Yesterday , we made up a plan to go for this superhit movie "Iron Man 3" which was just awesome in simple words . Oops , forgot to describe we . We , I meant for me and my very good old friend of this city Manas . Literally , had great company of him .
There was this part when all the suits of Iron Man came out to the battle field , I was totally out of my mind yelling whoooooo n clapping ... whoa .
Sometimes when I think of him, our superhero , I wish I were a supergirl type stuff having those high tech inventions n blah blah blah !!!! day  dreams !!!!

Aftr this movie was over , I was to return home for it was late but to add my anxieties , manas took me to the back road near my resident ... and that was the another moment of the day . Knowing this place where i recently shifted ,  enjoying my ride .... that cool breeze...!

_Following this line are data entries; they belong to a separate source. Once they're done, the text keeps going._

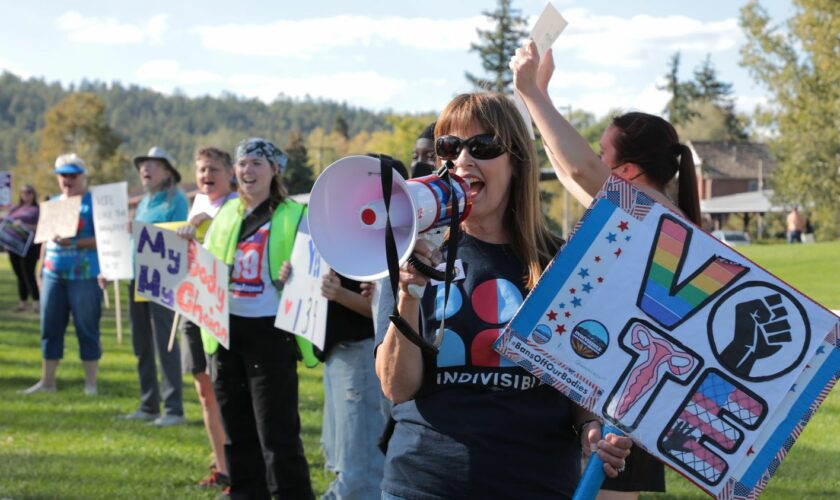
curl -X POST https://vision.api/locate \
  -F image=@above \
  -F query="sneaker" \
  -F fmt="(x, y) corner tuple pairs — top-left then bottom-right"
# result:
(198, 471), (230, 488)
(120, 410), (160, 422)
(152, 415), (187, 427)
(18, 381), (55, 396)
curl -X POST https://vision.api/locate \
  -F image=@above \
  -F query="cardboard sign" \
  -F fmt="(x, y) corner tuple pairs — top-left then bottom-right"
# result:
(495, 177), (840, 498)
(90, 182), (134, 280)
(0, 171), (14, 207)
(0, 219), (35, 257)
(35, 196), (82, 243)
(274, 217), (330, 349)
(132, 221), (230, 348)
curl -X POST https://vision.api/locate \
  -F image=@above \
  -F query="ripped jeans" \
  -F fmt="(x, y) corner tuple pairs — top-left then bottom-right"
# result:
(321, 339), (385, 500)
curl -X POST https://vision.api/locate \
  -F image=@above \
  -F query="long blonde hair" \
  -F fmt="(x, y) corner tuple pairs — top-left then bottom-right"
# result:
(435, 92), (562, 289)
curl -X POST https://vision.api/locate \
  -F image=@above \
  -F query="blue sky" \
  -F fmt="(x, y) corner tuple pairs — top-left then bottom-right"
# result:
(0, 0), (793, 115)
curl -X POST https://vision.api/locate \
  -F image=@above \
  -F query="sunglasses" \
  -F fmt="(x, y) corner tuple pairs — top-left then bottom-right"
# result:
(435, 134), (507, 160)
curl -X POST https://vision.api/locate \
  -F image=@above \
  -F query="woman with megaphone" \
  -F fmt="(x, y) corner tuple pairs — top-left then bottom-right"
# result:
(510, 40), (701, 499)
(376, 92), (631, 498)
(202, 138), (313, 499)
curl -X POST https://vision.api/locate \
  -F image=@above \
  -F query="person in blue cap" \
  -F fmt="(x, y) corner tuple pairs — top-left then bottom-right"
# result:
(123, 146), (189, 427)
(21, 153), (102, 395)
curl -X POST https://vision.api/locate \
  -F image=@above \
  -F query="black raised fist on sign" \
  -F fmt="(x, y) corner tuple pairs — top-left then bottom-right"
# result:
(720, 293), (791, 377)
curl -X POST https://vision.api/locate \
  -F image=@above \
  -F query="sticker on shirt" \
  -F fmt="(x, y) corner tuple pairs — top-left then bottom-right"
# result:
(431, 259), (466, 286)
(230, 227), (268, 297)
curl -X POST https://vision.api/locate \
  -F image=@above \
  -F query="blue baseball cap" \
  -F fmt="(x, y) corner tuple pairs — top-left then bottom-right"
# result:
(53, 153), (87, 174)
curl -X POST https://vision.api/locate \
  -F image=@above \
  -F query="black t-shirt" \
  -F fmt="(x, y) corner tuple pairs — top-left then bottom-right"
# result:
(315, 274), (373, 361)
(377, 235), (580, 499)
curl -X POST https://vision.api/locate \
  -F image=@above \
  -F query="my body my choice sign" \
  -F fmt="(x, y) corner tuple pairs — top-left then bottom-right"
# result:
(132, 221), (230, 348)
(495, 178), (840, 498)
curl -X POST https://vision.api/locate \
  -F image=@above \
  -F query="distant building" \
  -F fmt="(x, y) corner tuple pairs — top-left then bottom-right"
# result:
(688, 141), (777, 200)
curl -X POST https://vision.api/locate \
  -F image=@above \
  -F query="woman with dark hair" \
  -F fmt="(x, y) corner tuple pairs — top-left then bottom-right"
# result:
(510, 40), (700, 225)
(202, 138), (313, 499)
(376, 93), (631, 499)
(6, 184), (41, 312)
(510, 40), (700, 499)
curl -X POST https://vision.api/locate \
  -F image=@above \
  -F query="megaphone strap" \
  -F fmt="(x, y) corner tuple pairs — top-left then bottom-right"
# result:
(379, 155), (437, 355)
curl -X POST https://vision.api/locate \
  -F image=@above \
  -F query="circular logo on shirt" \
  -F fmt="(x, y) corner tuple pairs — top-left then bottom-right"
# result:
(571, 319), (610, 359)
(471, 278), (522, 325)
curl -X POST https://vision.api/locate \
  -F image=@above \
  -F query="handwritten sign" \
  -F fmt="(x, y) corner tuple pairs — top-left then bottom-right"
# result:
(274, 217), (330, 349)
(90, 182), (134, 280)
(495, 177), (840, 498)
(0, 171), (13, 207)
(0, 219), (35, 257)
(132, 221), (230, 348)
(35, 196), (82, 243)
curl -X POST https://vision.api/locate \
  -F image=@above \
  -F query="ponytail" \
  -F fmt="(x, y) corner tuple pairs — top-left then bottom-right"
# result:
(674, 143), (701, 226)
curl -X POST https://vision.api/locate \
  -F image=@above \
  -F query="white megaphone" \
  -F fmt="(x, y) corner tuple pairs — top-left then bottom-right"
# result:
(308, 156), (472, 281)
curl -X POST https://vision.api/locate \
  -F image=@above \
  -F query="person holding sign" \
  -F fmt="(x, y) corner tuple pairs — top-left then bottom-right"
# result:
(376, 93), (631, 498)
(173, 147), (238, 487)
(23, 153), (102, 395)
(123, 147), (189, 427)
(6, 184), (41, 311)
(510, 41), (700, 498)
(202, 138), (314, 499)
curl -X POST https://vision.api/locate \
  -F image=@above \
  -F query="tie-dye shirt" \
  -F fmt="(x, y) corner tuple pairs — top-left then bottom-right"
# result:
(43, 193), (99, 280)
(377, 235), (580, 498)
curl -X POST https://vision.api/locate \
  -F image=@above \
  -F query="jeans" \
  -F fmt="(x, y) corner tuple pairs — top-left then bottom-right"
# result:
(41, 275), (102, 361)
(211, 315), (314, 500)
(321, 339), (385, 500)
(128, 281), (184, 416)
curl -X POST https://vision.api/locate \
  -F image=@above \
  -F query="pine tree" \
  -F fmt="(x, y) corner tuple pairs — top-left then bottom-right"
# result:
(465, 0), (528, 93)
(283, 130), (315, 194)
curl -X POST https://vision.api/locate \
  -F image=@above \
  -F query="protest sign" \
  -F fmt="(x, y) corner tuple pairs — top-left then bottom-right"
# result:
(90, 182), (134, 280)
(0, 171), (12, 207)
(495, 177), (840, 498)
(513, 2), (569, 140)
(0, 219), (35, 257)
(35, 196), (82, 243)
(132, 221), (230, 348)
(274, 217), (330, 349)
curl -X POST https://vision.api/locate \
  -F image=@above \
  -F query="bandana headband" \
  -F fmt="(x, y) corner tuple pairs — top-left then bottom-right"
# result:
(236, 137), (289, 174)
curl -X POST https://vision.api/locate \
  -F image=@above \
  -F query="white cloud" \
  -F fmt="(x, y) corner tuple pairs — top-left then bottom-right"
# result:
(554, 8), (742, 68)
(56, 10), (168, 45)
(135, 59), (225, 86)
(0, 59), (32, 79)
(549, 71), (616, 91)
(192, 15), (488, 58)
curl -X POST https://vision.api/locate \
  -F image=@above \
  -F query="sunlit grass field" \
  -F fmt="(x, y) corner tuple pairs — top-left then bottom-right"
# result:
(0, 242), (840, 500)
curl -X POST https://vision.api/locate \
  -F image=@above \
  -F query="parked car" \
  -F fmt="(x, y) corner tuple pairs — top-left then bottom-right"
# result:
(712, 231), (750, 247)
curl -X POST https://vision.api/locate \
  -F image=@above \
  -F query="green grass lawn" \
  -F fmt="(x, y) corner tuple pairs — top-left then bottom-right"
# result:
(0, 242), (840, 500)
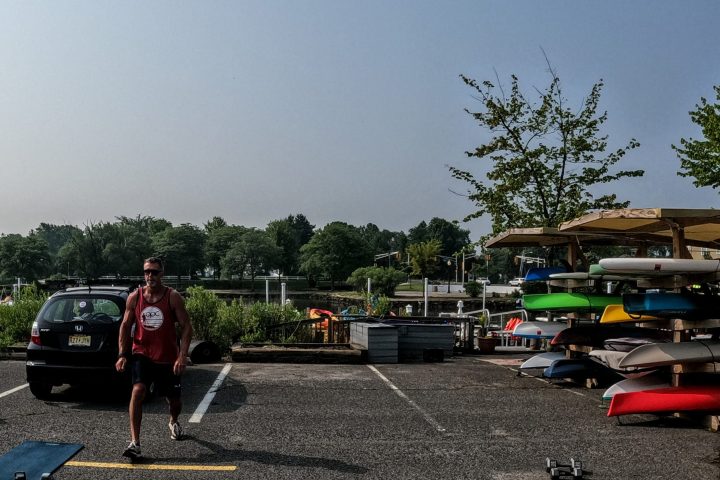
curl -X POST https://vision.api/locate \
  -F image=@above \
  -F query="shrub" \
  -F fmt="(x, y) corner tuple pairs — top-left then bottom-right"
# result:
(240, 302), (305, 342)
(185, 287), (223, 345)
(0, 285), (48, 349)
(465, 282), (482, 298)
(366, 295), (392, 316)
(347, 267), (407, 297)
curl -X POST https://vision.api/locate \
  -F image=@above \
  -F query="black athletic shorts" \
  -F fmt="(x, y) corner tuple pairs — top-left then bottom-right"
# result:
(131, 355), (181, 398)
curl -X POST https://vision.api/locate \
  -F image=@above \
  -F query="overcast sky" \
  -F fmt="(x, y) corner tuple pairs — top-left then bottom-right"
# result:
(0, 0), (720, 240)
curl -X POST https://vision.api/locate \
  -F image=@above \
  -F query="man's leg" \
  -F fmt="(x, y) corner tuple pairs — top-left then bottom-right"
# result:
(130, 383), (145, 444)
(167, 397), (182, 423)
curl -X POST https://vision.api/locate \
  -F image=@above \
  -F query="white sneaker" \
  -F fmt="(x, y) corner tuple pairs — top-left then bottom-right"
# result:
(123, 442), (142, 460)
(168, 422), (182, 440)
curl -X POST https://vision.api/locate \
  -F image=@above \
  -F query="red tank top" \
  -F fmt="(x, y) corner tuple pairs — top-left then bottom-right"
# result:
(133, 287), (179, 363)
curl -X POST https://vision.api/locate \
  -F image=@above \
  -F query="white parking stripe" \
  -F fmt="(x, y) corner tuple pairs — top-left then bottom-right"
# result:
(368, 365), (445, 433)
(0, 383), (29, 398)
(188, 363), (232, 423)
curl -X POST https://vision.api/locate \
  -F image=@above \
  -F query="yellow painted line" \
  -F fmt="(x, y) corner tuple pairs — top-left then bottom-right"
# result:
(65, 460), (237, 472)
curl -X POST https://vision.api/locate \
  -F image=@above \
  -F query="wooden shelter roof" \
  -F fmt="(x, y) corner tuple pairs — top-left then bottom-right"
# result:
(485, 208), (720, 258)
(558, 208), (720, 258)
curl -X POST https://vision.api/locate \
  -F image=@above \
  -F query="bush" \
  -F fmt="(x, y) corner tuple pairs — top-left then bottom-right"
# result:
(185, 287), (223, 348)
(240, 302), (305, 342)
(347, 267), (407, 297)
(465, 282), (482, 298)
(0, 285), (48, 350)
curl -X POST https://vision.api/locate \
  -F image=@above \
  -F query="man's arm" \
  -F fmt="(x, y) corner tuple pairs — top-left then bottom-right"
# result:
(170, 290), (192, 375)
(115, 290), (140, 372)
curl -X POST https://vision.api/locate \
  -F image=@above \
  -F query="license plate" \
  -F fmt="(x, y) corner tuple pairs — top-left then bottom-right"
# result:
(68, 335), (90, 347)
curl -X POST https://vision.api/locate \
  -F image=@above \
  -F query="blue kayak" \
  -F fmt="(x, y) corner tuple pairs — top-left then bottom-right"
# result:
(623, 293), (720, 319)
(525, 267), (567, 282)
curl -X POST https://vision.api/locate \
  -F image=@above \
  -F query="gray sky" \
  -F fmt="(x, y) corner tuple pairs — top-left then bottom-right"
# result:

                                                    After a long time  ... I lived myself !!!

Saturday, March 16, 2013

That very shine of a smile ...

Its been a very long time i have interacted with people all round this globe.
There have been hell lot of changes in the past few months which made me learn a few very important lessons of my most important exam of "LIFE"...

It was last Sunday when i was on a road trip in our fav car wagonR going to town within mumbai .
me and other 4 friends of mine - sharvari , nikita , karan and amogh ; were laughing out loud and were cracking the worlds most silliest and worst pj's . As usual we stopped when traffic light was flashing red and there came a vendor selling those sheets which prevented sunlight falling in the car . Frankly i cannot recollect what it is called but yeah , i disripted the use of it.
We were in mid of that traffic thinking what shall we do ? we should buy it or not !???? And then we decided we'll buy 2 for rs.100 and the vendor agreed .


It was then when i noticed his eyes and kept looking at it for continuously 3-4 minutes when i realised that how important it was for him to sell those things. How happy he became when he sold 2 of them to us.
His eyes were glittering by the reflection of sunlight , it means his eyes were a little watery !
How tuff it is for him to run in between the vehicle while they stop when traffic light flashes red !
How rarely people do buy those things ? Suddenly 100's of questions captured my mind with hardly any answers to it and i kind of tried hunting those answers by cutely asking my friends , why is there so much of differences !
WHY?
In this race of poor and rich , emotions are slowly and gradually losing its grab on people.